1. Field of the Invention
The present invention relates to a vacuum-treatment apparatus, in particular, to a vacuum-treatment apparatus used in a semiconductor production process, such as dry etching, CVD, deposition, sputter deposition and the like in which a specimen is treated while pressing it against a specimen table.
2. Description of the Related Art
FIG. 2 is a schematic sectional view showing a dry etching apparatus, a conventional vacuum-treatment apparatus. In FIG. 2, a reaction chamber 1 of the dry etching apparatus is an airtight container which is provided with a gas-feeding entrance 2 and an exhaust port 3. An upper electrode 4 and specimen table 5, acting as a lower electrode, are provided at upper and lower portions of the reaction chamber 1. These electrodes are electrically connected and an RF generator 6 and a coupling capacitor 7 are connected in series with the electrodes. A specimen 8, i.e., a semiconductor wafer, is disposed on the surface of the specimen table 5, the outside of which is surrounded with a clamp ring 9 and clamp pins 10 which make the clamp ring move up and down. A clamp driving unit 11 which operates the clamp pins 10 is positioned exterior to the specimen table 5. A detailed description of the mechanism of the clamp driving unit 11 is omitted.
The conventional dry etching apparatus is constructed as described above. At first the specimen 8 is placed onto the specimen table 5 while the clamp ring 9 is in a raised position. The clamp pins 10 are moved down by the clamp driving unit 11. The clamp ring 9, which is mounted on the clamp pins 10, contact the outer circumference of the specimen 8. The specimen 8 is secured to the specimen table 5 by the desired pressure which is controlled by the power of the clamp driving unit 11. A reactive gas is fed into the reaction chamber 1 through the gas-feeding entrance 2 and an adequate quantity of the gas is exhausted from the exhaust port 3 so that the inside of the reaction chamber 1 is maintained at a predetermined pressure.
An RF voltage is applied by the RF generator 6 between the specimen table 5, acting as a lower electrode, and the upper electrode 4. Matching of impedance is performed by the coupling capacitor 7 so that a plasma of the reactive gas is generated in the reaction chamber 1 and the surface of the specimen 8 is etched. Then, the back of the specimen 8 is firmly pressed to the surface of the specimen table 5 by the pressure of the clamp ring 9. The heat transfer efficiency between the specimen 8 and the specimen table 5 is high and heat from the specimen 8, raised by the plasma, is absorbed into the specimen table 5. If an operator is required to set the temperature of the specimen 8 higher or lower than room temperature, he sets the temperature of the specimen table 5 at a desired temperature beforehand. The temperature of the specimen 8 can be changed to a desired value in a short time because of thermal transfer efficiency.

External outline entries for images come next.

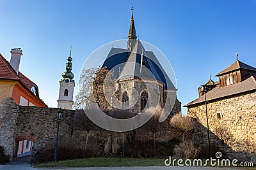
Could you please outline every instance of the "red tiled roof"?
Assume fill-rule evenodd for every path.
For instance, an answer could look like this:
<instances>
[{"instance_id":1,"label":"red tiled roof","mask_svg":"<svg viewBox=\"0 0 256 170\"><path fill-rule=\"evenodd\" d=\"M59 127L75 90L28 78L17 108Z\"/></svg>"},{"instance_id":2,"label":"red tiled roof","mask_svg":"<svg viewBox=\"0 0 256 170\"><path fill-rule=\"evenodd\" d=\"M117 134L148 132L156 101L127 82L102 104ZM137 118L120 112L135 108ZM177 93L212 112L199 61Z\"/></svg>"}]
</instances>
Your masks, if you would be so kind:
<instances>
[{"instance_id":1,"label":"red tiled roof","mask_svg":"<svg viewBox=\"0 0 256 170\"><path fill-rule=\"evenodd\" d=\"M10 62L8 62L4 57L0 53L0 78L20 80L20 81L29 89L31 89L35 84L28 78L25 76L22 73L19 71L18 75L12 67Z\"/></svg>"},{"instance_id":2,"label":"red tiled roof","mask_svg":"<svg viewBox=\"0 0 256 170\"><path fill-rule=\"evenodd\" d=\"M243 62L241 62L238 60L237 60L234 63L229 66L227 68L224 69L223 71L220 72L217 74L216 74L216 76L220 76L221 74L223 74L225 73L227 73L228 72L231 72L234 70L237 70L239 69L247 69L247 70L251 70L253 71L256 71L256 68L252 67L245 63L243 63Z\"/></svg>"},{"instance_id":3,"label":"red tiled roof","mask_svg":"<svg viewBox=\"0 0 256 170\"><path fill-rule=\"evenodd\" d=\"M29 89L31 89L35 83L30 80L28 78L25 76L22 73L19 71L19 77L20 78L21 82L26 85Z\"/></svg>"},{"instance_id":4,"label":"red tiled roof","mask_svg":"<svg viewBox=\"0 0 256 170\"><path fill-rule=\"evenodd\" d=\"M225 86L221 88L215 87L209 92L206 93L206 98L207 101L209 101L253 90L256 90L256 80L254 76L251 76L250 78L241 83ZM195 101L184 105L184 106L188 107L204 101L204 96L202 96Z\"/></svg>"},{"instance_id":5,"label":"red tiled roof","mask_svg":"<svg viewBox=\"0 0 256 170\"><path fill-rule=\"evenodd\" d=\"M35 95L31 90L32 87L35 85L31 80L24 76L22 73L19 71L18 75L12 68L10 62L8 62L4 57L0 53L0 79L12 80L20 81L20 82L24 86L27 90L33 94L36 98L40 100L44 104L44 102L42 101L39 97ZM45 104L46 106L46 104Z\"/></svg>"}]
</instances>

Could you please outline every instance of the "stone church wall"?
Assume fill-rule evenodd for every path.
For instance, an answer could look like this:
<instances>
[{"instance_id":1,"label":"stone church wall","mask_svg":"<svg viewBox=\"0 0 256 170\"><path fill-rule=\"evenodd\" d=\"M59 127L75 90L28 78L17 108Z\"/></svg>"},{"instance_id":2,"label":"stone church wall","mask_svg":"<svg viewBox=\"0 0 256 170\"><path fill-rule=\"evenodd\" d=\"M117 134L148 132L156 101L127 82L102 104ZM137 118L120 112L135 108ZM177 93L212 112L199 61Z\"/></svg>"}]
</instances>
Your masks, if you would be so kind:
<instances>
[{"instance_id":1,"label":"stone church wall","mask_svg":"<svg viewBox=\"0 0 256 170\"><path fill-rule=\"evenodd\" d=\"M255 103L255 91L207 103L211 145L218 146L230 159L256 162ZM198 122L194 128L194 142L207 145L204 104L188 108L188 115Z\"/></svg>"}]
</instances>

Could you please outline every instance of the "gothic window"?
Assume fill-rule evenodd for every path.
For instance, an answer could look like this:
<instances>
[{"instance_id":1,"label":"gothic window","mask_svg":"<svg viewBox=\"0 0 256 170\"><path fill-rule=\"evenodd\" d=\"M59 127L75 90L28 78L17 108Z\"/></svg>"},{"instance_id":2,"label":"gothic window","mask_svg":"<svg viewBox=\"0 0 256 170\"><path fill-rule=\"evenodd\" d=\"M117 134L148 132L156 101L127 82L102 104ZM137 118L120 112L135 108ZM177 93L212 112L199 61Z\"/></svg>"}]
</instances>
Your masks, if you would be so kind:
<instances>
[{"instance_id":1,"label":"gothic window","mask_svg":"<svg viewBox=\"0 0 256 170\"><path fill-rule=\"evenodd\" d=\"M232 78L230 76L228 76L227 78L227 85L232 85L233 83L233 78Z\"/></svg>"},{"instance_id":2,"label":"gothic window","mask_svg":"<svg viewBox=\"0 0 256 170\"><path fill-rule=\"evenodd\" d=\"M27 140L26 143L26 149L28 149L29 147L29 141Z\"/></svg>"},{"instance_id":3,"label":"gothic window","mask_svg":"<svg viewBox=\"0 0 256 170\"><path fill-rule=\"evenodd\" d=\"M144 90L140 95L140 111L143 110L148 101L148 92Z\"/></svg>"},{"instance_id":4,"label":"gothic window","mask_svg":"<svg viewBox=\"0 0 256 170\"><path fill-rule=\"evenodd\" d=\"M68 95L68 89L65 89L64 96L67 96Z\"/></svg>"},{"instance_id":5,"label":"gothic window","mask_svg":"<svg viewBox=\"0 0 256 170\"><path fill-rule=\"evenodd\" d=\"M124 106L129 106L129 96L127 95L127 92L126 91L124 91L122 94L122 103Z\"/></svg>"}]
</instances>

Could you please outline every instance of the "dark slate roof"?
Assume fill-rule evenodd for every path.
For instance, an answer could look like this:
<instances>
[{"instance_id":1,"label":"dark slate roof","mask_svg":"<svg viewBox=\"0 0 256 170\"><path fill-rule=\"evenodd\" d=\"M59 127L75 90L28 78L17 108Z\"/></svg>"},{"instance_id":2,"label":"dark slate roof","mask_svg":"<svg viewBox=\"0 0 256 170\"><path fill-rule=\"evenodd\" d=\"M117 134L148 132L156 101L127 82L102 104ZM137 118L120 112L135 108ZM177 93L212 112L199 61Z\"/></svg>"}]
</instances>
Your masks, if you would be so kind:
<instances>
[{"instance_id":1,"label":"dark slate roof","mask_svg":"<svg viewBox=\"0 0 256 170\"><path fill-rule=\"evenodd\" d=\"M256 80L254 76L251 76L250 78L241 83L225 86L221 88L215 87L209 92L206 93L206 98L207 101L209 101L253 90L256 90ZM189 107L195 104L204 103L205 102L204 97L204 96L202 96L199 98L188 103L184 106Z\"/></svg>"},{"instance_id":2,"label":"dark slate roof","mask_svg":"<svg viewBox=\"0 0 256 170\"><path fill-rule=\"evenodd\" d=\"M222 71L220 72L219 73L218 73L217 74L216 74L216 76L220 76L225 73L230 73L230 72L232 72L232 71L234 71L236 70L238 70L239 69L256 71L256 68L252 67L245 63L243 63L243 62L241 62L239 60L237 60L234 63L231 64L227 68L226 68L223 71Z\"/></svg>"},{"instance_id":3,"label":"dark slate roof","mask_svg":"<svg viewBox=\"0 0 256 170\"><path fill-rule=\"evenodd\" d=\"M166 89L175 89L154 53L152 52L145 50L140 40L137 41L136 46L134 48L136 49L135 52L134 50L131 52L126 49L112 48L102 67L106 66L108 69L113 69L118 77L121 77L122 74L127 74L126 71L128 69L129 71L132 71L131 73L132 75L138 75L140 71L141 54L143 54L143 60L146 67L151 71L156 79L165 84ZM129 66L127 63L129 63ZM135 64L135 63L138 64ZM129 67L129 69L126 69L127 67ZM167 80L165 77L167 78ZM127 78L138 78L135 76ZM152 78L148 77L148 78L151 79ZM170 87L167 87L166 85L169 85Z\"/></svg>"}]
</instances>

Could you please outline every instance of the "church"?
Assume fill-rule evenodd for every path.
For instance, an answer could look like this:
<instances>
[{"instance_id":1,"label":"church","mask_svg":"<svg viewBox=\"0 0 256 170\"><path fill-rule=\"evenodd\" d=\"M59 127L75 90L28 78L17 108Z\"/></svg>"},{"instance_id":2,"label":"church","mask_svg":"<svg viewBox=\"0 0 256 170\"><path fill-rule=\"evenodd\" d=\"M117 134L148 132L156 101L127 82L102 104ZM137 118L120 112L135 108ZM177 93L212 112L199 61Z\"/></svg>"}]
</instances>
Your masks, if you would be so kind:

In the dry etching apparatus, the surface of a specimen, such as a silicon wafer, is etched by the plasma of the reactive gas which is generated in the reaction chamber 1 and the temperature of the specimen 8 rises during the process because of heat transfer from the plasma. The dry etching apparatus has a fundamental problem in that various characteristics such as the etching rate, uniformity of the etching rate on the surface of the semiconductor wafer and various etching rates according to the difference of materials etched, change with a rise in the temperature of the specimen 8. Superior characteristics are manifested when the specimen 8 is set at an optimum temperature higher or lower than room temperature. As described above, temperature control of the specimen 8 is a very serious problem and an attempt is made to control the temperature of the specimen 8 by controlling the contact between the specimen 8 and the specimen table 5.
In the above-described vacuum-treatment apparatus, in order to control the temperature of the specimen 8, i.e. to make the specimen 8 the same temperature as the specimen table 5, the specimen 8 is pressed against the specimen table 5 by using a mechanism in which the clamp pins 10 are moved up and down by the driving unit. Therefore, the construction of members such as clamp pins 10 and holes, through which the clamp pins 10 pass, is complicated and because there are many surfaces mechanically in contact one another, the amount of dust-generation is increased. This is a problem of semiconductor manufacturing apparatus. Such dust-generation must be sufficiently controlled in future semiconductor manufacturing apparatus which will require more precision.